At the same time, I got an agent. He asked me to give him a particular genre I was interested in. I said I wanted to make “Thank You For Smoking.” It was a great book, and I wanted to turn it into a movie. The woman who gave it to me said, “This book was written for you.” And crazy enough, like two years later, that same woman went to jail, but before that, she was right. I started reading it and it was love at first sight. I remember reading the first line and being completely taken by this character and the politics. Before this I wrote five horribly written screenplays and got all these bad words out of me, and then this book came along and just opened my eyes to what I wanted. So my agent set up this meeting and before we went in he told me this is going to be tough, Mel Gibson owns the rights to “Thank you For Smoking.”

His idea was originally to direct and star in “Thank You For Smoking.” And his company had spent a fortune on it. So this happens a lot in Hollywood. A book will come out, and it’s kind of like a hot book. And there’s this war over it and you spend a lot of money: there’s option money, which is like a certain amount of money to own the rights for a year. Then you hire this writer and then he’s not good enough so they hire another writer. And after all that you’ve spent like two million dollars, and you’ve gotten nowhere. It happens often in cases with a book, like “Thank You For Smoking.” You try to take something that’s subversive in its nature and try to turn it into something like an accessible Sandra Bullock comedy, which it just isn’t.

And then what happens is they get to this place in the development process, which is like in a love relationship, where you look at it and you go, “We have a lot of problems. I’m sure if we worked a lot on this, then there’s a way to figure this out…Or I can just try someone new and just start fresh, you know. Clean slate.” And that’s what they do. They often kick it to the side and go do a new project. These studios have just vats of books that are drowning in money and I’m sure all the time you read a book and you go, “Well this is a great book, why haven’t they turned it into a movie?” They’ve tried. It’s just sitting under a pile of money.
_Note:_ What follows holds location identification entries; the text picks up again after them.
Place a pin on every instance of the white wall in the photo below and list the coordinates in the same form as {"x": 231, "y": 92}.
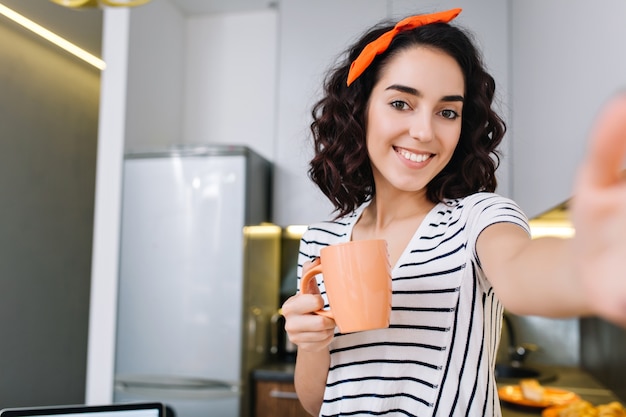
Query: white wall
{"x": 156, "y": 74}
{"x": 568, "y": 58}
{"x": 230, "y": 80}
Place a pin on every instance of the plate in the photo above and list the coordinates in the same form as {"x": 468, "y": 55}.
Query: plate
{"x": 552, "y": 411}
{"x": 552, "y": 396}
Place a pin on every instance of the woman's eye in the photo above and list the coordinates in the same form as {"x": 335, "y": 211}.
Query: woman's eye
{"x": 399, "y": 104}
{"x": 449, "y": 114}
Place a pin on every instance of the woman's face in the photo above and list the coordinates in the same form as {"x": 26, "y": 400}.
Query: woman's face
{"x": 414, "y": 118}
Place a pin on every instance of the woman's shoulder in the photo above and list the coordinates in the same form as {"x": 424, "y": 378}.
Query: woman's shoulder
{"x": 480, "y": 199}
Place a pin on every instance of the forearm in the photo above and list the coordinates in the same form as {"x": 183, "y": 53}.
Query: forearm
{"x": 310, "y": 378}
{"x": 533, "y": 277}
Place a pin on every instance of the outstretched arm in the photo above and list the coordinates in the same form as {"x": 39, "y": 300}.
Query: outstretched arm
{"x": 586, "y": 274}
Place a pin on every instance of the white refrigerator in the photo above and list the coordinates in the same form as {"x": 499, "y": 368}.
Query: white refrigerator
{"x": 198, "y": 279}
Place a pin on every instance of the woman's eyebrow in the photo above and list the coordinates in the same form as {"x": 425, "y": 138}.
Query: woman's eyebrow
{"x": 417, "y": 93}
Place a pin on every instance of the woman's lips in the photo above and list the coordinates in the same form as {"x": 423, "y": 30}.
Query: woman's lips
{"x": 412, "y": 156}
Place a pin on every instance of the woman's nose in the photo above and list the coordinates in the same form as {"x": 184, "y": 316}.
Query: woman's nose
{"x": 421, "y": 127}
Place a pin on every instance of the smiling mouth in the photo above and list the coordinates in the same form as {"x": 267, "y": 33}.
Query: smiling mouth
{"x": 414, "y": 157}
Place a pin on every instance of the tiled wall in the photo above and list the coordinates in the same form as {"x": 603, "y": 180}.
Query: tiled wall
{"x": 603, "y": 353}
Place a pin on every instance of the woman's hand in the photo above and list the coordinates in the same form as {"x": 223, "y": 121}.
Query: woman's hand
{"x": 599, "y": 216}
{"x": 311, "y": 332}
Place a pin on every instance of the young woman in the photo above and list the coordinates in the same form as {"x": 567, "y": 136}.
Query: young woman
{"x": 406, "y": 143}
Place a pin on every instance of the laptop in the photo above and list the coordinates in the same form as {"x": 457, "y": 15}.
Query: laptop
{"x": 112, "y": 410}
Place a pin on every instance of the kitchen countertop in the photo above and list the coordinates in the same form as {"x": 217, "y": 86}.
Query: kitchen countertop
{"x": 567, "y": 378}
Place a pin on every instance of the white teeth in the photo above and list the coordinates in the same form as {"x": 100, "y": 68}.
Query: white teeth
{"x": 413, "y": 156}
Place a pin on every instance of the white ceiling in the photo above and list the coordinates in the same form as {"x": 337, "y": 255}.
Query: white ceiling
{"x": 195, "y": 7}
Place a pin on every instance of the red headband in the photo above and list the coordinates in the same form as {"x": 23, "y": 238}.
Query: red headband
{"x": 381, "y": 44}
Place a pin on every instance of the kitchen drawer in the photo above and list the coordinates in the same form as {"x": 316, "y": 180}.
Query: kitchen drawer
{"x": 277, "y": 399}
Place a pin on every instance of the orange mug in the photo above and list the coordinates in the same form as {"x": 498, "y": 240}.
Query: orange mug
{"x": 357, "y": 278}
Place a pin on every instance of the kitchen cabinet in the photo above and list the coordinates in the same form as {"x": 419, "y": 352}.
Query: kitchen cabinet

And that’s where “Thank You for Smoking” was at. After that weekend I met with them, told them this is where I was at, this is the direction I wanted to go with the movie in. And they said that was good. They loved it. It was crazy because everyone said it would be so difficult, but everyone at Mel’s company liked it and Mel liked it. Mel called me from his plane to tell me how much he liked it. We had a 30-minute conversation while he was mid-air and I thought that making this movie is going to be nothing. But five years went by, and nobody wanted to finance this film. No studio, no mini-majors, no nobody. Nothing was gonna happen on this film.

And in that time, I just still kept on directing commercials, made short films. I actually found the book “Up In The Air” during that period, when I was desperate to find something to work on. Movies were being offered to me to make, but they were the wrong movies. What often happens is that it’s easier to make your first film than your second. Because the industry is so set on trying to find someone new, fresh, and exciting that they will believe in someone upon seeing a short film or like a tiny cheap feature that makes a splash at film festivals. But once you’ve made a studio movie you are going to be set in the path to making movies like that for a long time.

[…]

So I get this call from this guy named David Sacks. He and his partner, the creators of PayPal, sold PayPal to Google for like a billion dollars. And he calls me up and says he has some extra spending cash and he wants to make movies. And he fell in love with my screenplay and wanted to invest in it. He was the typical new money in Hollywood. He showed up in Los Angeles and bought a Ferrari. And bought the house they shot “Pulp Fiction” in. And we had a meeting in his house; he didn’t even have furniture yet. We sat on folding chairs in his house and he wrote me a check for six million dollars. And that’s how my first movie started.